From a design perspective, though, it's clear that Sony's designers haven't just sat down with an iMac, a ruler and a CAD program, having been told "make us one of those". In real terms, the VAIO LT VCG-LT28G has more in common with Sony's own Bravia TV lines; the panel itself is surrounded by its speakers, which themselves "float" in a glass frame. The keyboard is wireless, not quite as flat as Apple's offering, but with a flip-over cover that both hides the keys (when being used as a media centre) and works as an impromptu mouse pad. The wireless mouse shares another factor with the iMac; it's a rather plain model that technically works but ultimately fails to excite.
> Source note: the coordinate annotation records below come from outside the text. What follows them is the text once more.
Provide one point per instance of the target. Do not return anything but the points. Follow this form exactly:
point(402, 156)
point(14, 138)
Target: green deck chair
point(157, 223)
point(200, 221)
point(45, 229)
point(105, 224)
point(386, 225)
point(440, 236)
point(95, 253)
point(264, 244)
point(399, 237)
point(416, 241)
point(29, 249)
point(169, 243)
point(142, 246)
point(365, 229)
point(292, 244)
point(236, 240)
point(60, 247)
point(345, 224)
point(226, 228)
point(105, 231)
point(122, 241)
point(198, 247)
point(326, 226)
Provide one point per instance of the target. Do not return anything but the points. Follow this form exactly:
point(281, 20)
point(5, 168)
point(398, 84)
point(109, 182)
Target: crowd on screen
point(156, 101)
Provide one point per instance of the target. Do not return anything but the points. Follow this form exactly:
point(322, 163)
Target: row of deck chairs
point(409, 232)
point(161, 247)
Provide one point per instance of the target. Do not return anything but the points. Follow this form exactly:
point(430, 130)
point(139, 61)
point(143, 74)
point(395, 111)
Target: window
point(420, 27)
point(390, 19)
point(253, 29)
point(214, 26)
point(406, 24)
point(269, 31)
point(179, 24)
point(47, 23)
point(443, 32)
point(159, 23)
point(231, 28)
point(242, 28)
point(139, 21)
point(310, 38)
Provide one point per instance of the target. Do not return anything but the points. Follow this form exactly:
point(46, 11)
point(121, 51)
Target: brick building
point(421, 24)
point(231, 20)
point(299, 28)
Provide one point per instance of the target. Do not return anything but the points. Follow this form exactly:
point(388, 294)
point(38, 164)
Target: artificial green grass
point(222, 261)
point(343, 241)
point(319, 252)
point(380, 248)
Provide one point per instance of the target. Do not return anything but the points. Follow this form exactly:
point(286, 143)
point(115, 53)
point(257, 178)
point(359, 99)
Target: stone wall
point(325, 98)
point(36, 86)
If you were to tear into the VCG-LT28G with a Stanley knife, you'd ruin all that fine design, and kiss your warranty goodbye. You might also slice off some fingers — we really don't recommend it. Regardless, once you'd thrown away all the metal and plastic and cleaned up all the blood, you'd eventually find yourself face to face with an Intel Core 2 Duo Processor T8100 (2.10GHz), 2GB of RAM, a 500GB 7200rpm SATA drive and a 256MB Nvidia GeForce 8400M GT graphics card. Networking comes in the form of a Gigabit Ethernet port and 802.11n Wi-Fi. The optical drive in the VCG-LT28G is a Blu-ray writer with the following speeds: BD-R: x2 (single layer), x1 (dual-layer) / BD-RE: x2 (single layer), x1 (dual-layer) / DVD+R: x8 (single layer), x2.4 (double layer) / DVD-R: x8 (single layer), x2 (dual-layer) / DVD+RW: x4 / DVD-RW: x4 / DVD-RAM: x5 / CD-R: x8 / CD-RW: x8.

The floating display on the VCG-LT28G, despite its impressive size (643x418x178mm), is a 22-inch WSXGA+ (1680x1050) panel with an embedded 1280x1024 pixel webcam. As the VCG-LT28G runs Vista Home Premium, it's Media Center capable, and Sony includes Dual HD tuners on-board to take advantage of that.